I vaguely remember reading somewhere that a sheaf on a topological space is locally constant if and only if there is an etale map (i.e. a local homeomorphism) such that the inverse image by the etale map is a constant sheaf.
In other words,
Conjecture: A sheaf $\mathscr{L}$ on a space $X$ is locally constant if and only if there is an etale map $p: E \to X$ and a constant sheaf $L$ on $E$ such that $p^{-1} \mathscr{L} \cong L$.
I might be remembering it wrong; it might be that $\mathscr{L}$ is locally constant if and only if for any covering map (locally trivial etale map) $p: E \to X$ that $p^{-1} \mathscr{L}$ is a constant sheaf.
Anyway, if this statement is correct, does anyone happen to know of a reference for it?
This is true, but this is in fact an obvious statement.

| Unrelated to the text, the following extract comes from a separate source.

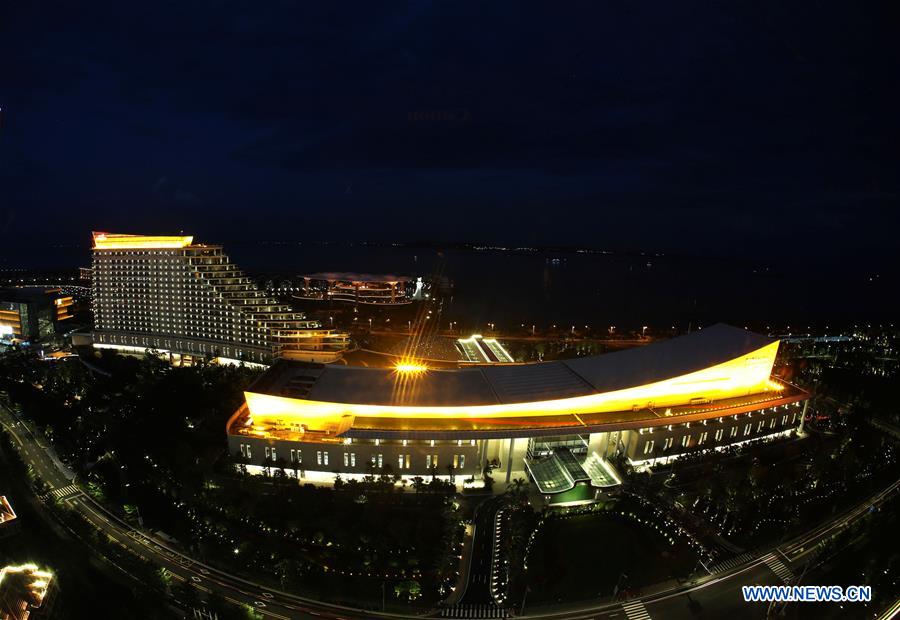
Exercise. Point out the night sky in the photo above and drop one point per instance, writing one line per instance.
(745, 129)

If you require only that $p$ is a local homeomorphism, then $p:\coprod U_i\rightarrow X$ works (where the $U_i$ is an open covering which trivializes $\mathcal{L}$).
If you want that $p$ is a covering map, you need some condition on $X$, namely that $X$ has a universal cover. Then $p:\tilde{X}\rightarrow X$ works (every locally constant sheaf on a simply connected space is constant).
Of course, you cannot replace "there exist" by "for all" as you seem to suggest.
Conversely, if there exist a local homeomorphism $p:Y\rightarrow X$ (for example a covering map), then $Y$ is covered by open subset $V_i$ such that $p:V_i\overset{\sim}\rightarrow U_i$ is an homeomorphism. Thus, $\mathcal{L}$ is constant on the $U_i$'s (because its inverse images on the $V_i$'s are constant) so $\mathcal{L}$ is locally constant.